It can be a pain.. VERY ISTJ oriented fields I've been in, and very odd mix of Fe-dominated field + J core elements in nursing.
I've combated the issues throughout my careers thusly:
- First, I view work as a conduit. It has to meet my needs.. I've worked jobs people would consider bad, bad pay long hours, etc... but they worked for me at the time. They were easy, only a couple days a week, I could do other things during them. It doesn't make sense for me to stay anywhere that isn't fulfilling my needs. I think my 8 helps with this a lot, but anyone can just make a subjective list of things they really need from their current work. For me, I needed challenges, new experiences in different fields, and something that would always look good for launching forward with.
- I've never stopped looking for better jobs. A lot of people get comfortable, and don't like the transitions.. but change is best. It didn't matter the next job had nothing to do with the last... I went from frozen yogurt manager to front desk at a spa, to auto body assistant..

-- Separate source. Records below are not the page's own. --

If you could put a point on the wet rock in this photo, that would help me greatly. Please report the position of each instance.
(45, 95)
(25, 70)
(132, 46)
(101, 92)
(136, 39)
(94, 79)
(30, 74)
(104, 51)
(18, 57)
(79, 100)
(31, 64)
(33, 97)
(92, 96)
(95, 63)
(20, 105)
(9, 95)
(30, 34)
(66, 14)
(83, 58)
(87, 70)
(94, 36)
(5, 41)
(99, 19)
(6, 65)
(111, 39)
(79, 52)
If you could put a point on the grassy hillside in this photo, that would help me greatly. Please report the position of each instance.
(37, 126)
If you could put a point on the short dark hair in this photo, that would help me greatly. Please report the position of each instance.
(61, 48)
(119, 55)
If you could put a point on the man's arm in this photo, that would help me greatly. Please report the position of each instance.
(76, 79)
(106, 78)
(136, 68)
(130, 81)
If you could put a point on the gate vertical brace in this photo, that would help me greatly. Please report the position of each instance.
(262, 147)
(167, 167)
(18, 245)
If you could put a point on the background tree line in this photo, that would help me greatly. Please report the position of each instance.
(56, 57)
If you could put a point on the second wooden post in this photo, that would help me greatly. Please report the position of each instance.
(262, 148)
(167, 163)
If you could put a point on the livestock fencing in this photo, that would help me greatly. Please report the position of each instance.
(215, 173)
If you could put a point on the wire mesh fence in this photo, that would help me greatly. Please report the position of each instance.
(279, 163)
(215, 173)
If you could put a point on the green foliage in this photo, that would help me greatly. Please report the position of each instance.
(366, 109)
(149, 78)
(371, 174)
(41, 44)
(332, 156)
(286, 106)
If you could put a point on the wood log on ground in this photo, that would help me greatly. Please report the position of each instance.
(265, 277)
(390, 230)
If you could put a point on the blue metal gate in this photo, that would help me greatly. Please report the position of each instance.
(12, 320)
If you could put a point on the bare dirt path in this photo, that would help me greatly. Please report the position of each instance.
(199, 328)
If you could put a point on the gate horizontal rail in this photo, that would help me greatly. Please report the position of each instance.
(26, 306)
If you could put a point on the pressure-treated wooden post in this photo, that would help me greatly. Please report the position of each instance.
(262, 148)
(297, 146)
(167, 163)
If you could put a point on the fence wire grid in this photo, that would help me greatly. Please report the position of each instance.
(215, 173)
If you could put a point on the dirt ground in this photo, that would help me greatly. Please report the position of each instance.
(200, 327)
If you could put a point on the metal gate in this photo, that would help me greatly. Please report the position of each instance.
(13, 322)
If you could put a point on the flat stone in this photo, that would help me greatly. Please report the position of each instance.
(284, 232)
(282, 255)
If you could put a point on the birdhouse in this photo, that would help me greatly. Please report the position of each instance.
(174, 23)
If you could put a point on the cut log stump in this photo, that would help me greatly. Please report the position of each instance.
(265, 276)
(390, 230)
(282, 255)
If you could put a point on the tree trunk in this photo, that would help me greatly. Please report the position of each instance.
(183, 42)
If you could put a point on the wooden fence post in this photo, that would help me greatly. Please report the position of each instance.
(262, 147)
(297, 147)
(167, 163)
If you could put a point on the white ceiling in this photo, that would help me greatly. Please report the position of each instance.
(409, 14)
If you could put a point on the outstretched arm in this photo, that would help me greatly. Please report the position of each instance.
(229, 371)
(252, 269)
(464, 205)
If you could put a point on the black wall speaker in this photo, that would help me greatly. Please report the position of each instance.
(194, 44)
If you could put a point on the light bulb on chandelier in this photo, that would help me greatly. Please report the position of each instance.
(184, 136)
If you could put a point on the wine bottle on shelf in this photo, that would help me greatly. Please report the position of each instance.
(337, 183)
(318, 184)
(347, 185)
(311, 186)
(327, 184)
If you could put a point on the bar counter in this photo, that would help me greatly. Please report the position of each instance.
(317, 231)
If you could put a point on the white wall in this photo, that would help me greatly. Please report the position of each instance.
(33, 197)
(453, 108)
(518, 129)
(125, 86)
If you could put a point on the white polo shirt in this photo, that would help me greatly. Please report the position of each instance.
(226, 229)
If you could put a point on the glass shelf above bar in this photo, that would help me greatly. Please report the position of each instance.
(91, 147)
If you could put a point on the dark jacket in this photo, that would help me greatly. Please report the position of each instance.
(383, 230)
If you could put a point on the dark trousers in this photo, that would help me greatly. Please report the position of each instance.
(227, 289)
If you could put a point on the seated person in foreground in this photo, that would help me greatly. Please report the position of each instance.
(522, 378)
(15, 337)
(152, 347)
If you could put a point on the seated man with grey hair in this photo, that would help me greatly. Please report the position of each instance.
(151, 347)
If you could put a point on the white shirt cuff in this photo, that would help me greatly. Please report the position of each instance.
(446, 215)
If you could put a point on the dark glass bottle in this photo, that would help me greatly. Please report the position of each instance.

I didn't care what it was, as long as it fit my needs. My wide variety has helped my resume more than anything.
... And, finally, I am planning an early retirement. I am making my money work for me, because the very harsh and real reality is: no job I ever work will make me truly happy. The things that make me happy involve usually not getting paid... helping others, projects, traveling.. these are not typical things people get paid to do. The reality is, feeling like a slave to 'the system' and all that jazz is still ingrained in me. So.. I'm kicking its tail by retiring early. I'll put in enough for social security, but I'm not even banking on that much being available by the time I'm 67.. I can't. There's no reason to think it'll be there, it's almost bankrupt now. So, I'm making my own way, and then I'll say fuck off to the whole system: buying new shit, convenience shit, working just to give your money to other people, all of it.